A leading expert of Lo—TEK nature-based technologies for climate-resilience.
Her eponymously named studio brings creative and conceptual, interdisciplinary thinking to urban projects and corporate clients interested in systemic and sustainable change. Julia regularly teaches urban design at Harvard and Columbia University.
Location: New York City, NY
Project Team: Julia Watson
Client: NYCDOT & Van Alen Institute
The Grove is conceived as a dynamic, community-focused process that introduces growth, change, and shifting identities through an elevated bamboo forest into the heart of New York City - through both a permanent intervention and constant change.

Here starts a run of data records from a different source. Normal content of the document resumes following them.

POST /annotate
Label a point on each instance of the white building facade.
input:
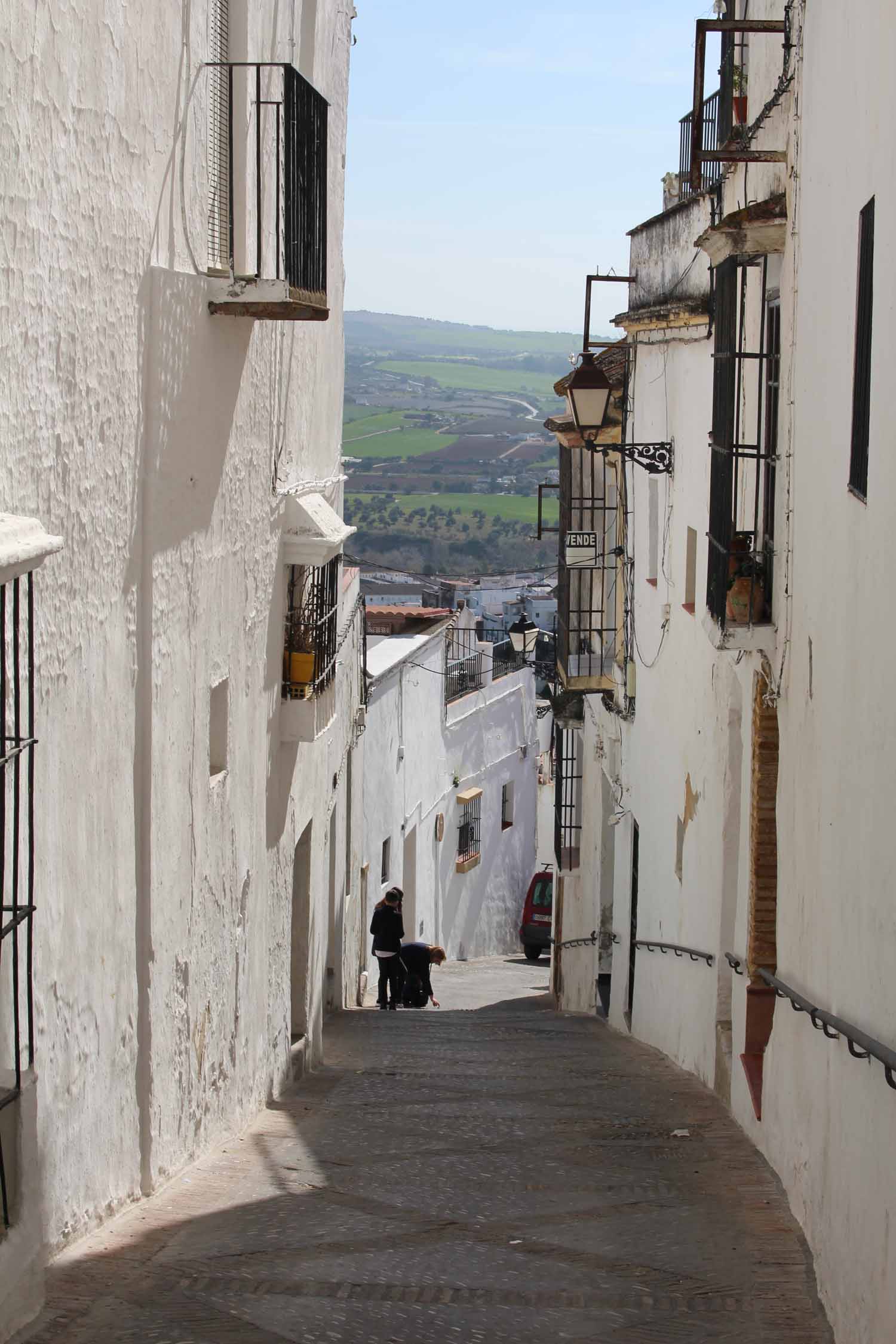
(732, 787)
(450, 788)
(172, 412)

Our proposal creates a symbolic entrance - a circular point of focus, a gateway that is inclusive in motion, representing a cyclical forest of life that emulates the growth, change, and shifting identities of Chinatown and the other celebrated neighborhoods. Our design proposal offers various ways for the community to participate in the celebration of life through the varied exchanges between the plaza and the adjacent business owners and lifelong residences. The interface, an interactive, programmable band on the periphery of the structure, would house the functions of the existing kiosk (an info booth, signage, maps, and interactive displays), takes on a new function of being a programmable surface for the community and surrounding institutions to engage the public with – allowing new ways for both locals and visitors to experience the district.

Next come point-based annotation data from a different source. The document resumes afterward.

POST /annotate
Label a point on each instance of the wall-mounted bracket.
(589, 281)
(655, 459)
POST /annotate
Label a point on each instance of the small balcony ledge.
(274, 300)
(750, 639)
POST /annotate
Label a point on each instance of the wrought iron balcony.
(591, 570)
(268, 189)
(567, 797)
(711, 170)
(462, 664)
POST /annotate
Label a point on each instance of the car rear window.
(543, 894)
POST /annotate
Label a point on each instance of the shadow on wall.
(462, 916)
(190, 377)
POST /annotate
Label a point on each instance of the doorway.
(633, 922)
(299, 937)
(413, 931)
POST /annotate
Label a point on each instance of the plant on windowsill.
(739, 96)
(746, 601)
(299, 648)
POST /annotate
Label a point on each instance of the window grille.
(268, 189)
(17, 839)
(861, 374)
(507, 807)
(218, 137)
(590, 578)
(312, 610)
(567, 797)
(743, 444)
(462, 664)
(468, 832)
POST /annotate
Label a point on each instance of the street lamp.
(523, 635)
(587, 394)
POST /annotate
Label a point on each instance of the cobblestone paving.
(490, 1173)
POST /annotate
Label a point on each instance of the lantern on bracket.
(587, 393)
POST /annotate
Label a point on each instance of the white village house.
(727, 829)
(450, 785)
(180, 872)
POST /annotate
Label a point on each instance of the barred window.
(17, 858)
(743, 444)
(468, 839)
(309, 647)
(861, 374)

The introduction of the forest is almost an act of anti-architecture and of creative contrast. The Grove is conceived as a dynamic, community-focused process that introduces growth, change, and shifting identities through a bamboo forest into the heart of New York City. However, given the fact that air pollution is an invisible killer to almost 7 million premature deaths each year, we seek a design solution that would not only create a much-needed air-purifying solution but also an urban space that would transform the heat-absorbing asphalt and concrete surfaces into an oasis. The use of bamboo as the primary building material helps to evoke Chinese heritage and processes of change over time, while inherently being something that can be understood and appreciated by all people — because, after all, Nature is universal.